Use cases: Personalization, Gen AI
Industries: Media, Telecommunications
Products and Tools: MongoDB Atlas, MongoDB Vector Search, MongoDB Atlas Stream Processing
Partners: Voyage AI, Azure OpenAI
Solution Overview
When a new user lands on your news site, you have seconds to understand what they are looking for before they might lose interest and leave. This introduces the cold start problem: how do you recommend content to users with no prior data about them?

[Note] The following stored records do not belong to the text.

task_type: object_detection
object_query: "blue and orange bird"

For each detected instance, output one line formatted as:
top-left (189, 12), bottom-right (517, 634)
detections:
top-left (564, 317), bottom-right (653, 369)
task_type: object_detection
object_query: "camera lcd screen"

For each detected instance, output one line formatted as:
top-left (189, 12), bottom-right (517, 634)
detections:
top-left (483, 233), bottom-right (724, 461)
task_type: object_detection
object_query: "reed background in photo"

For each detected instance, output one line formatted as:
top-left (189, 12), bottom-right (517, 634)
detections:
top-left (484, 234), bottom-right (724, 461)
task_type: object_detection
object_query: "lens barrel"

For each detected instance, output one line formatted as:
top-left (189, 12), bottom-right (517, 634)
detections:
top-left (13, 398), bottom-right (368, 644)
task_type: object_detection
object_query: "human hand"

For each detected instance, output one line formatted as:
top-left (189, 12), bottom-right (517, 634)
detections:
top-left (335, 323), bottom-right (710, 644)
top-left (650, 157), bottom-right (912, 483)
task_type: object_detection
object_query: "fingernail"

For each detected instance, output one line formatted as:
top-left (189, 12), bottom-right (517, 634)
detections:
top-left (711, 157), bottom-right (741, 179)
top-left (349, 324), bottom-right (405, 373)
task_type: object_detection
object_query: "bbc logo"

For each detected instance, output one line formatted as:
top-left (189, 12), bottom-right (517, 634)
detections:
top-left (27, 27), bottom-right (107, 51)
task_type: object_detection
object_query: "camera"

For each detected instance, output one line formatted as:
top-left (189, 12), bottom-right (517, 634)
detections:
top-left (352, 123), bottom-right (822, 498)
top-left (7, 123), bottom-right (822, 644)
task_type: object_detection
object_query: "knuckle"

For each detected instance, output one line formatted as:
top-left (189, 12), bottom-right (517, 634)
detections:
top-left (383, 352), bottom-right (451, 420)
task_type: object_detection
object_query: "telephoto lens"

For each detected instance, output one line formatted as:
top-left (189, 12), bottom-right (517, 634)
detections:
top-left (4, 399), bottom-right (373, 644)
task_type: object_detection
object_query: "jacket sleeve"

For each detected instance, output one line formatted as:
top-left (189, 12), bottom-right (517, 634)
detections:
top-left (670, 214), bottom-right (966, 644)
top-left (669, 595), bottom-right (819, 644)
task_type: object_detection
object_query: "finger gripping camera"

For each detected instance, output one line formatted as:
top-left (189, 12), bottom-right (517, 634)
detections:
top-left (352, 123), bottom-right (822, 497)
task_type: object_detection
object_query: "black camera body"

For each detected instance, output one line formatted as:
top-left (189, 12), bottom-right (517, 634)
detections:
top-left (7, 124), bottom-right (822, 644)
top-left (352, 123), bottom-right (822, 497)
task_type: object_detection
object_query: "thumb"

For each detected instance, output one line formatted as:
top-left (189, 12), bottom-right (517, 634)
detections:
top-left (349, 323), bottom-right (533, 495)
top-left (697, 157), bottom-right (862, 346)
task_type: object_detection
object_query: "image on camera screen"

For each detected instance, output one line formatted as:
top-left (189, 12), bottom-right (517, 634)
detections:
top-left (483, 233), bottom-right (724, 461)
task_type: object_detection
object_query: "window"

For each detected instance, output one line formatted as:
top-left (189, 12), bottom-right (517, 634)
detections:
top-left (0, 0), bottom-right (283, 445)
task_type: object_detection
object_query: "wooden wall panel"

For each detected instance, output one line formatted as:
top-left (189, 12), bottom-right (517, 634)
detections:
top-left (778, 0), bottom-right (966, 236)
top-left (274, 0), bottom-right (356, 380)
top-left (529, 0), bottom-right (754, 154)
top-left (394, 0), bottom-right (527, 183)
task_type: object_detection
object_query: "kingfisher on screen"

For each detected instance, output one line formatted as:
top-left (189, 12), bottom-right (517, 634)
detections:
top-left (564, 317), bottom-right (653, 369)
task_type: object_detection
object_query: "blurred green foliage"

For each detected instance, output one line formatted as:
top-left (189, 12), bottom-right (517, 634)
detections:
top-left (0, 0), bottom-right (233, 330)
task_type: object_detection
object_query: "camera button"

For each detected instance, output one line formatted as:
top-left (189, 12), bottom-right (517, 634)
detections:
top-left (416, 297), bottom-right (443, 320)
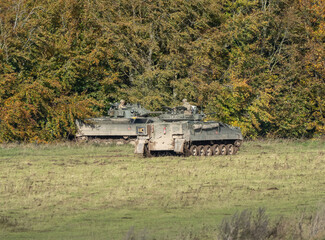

Consider an anonymous user who lands on your site and clicks three articles:
"NVIDIA creates new AI chip"
"TSMC expands production in Arizona"
"Intel stock drops amid delays"
A simple keyword search would only recommend other articles about Intel or Arizona. However, an intelligent system recognizes that all three clicks relate to semiconductor supply chains. This allows it to recommend relevant articles like "The Future of Silicon Valley," even when they don't share keywords with the user's browsing history.
The solution in this article builds an intelligent media-personalization system that ingests and processes clickstream data to generate a natural-language summary of the user's interests and recommend relevant articles that the user is more likely to engage with.
This solution combines:
Atlas Stream Processing for real-time data ingestion, enrichment, and LLM integration to summarize user intent from clickstream data
Atlas Vector Search with automated Voyage AI embeddings for semantic retrieval and recommendations
Reference Architecture
This architecture shows how to build an AI-driven media recommendation engine that ingests, processes, and reacts to user behavior in real time using MongoDB Atlas.

Figure 1. AI-driven media personalization architecture with Atlas Stream Processing and MongoDB Vector Search
This architecture operates in three phases, which are described in detail in the next sections:
Ingest and Enrich: Capture raw clickstream events from the user-facing application and join them with article metadata in real time using Atlas Stream Processing.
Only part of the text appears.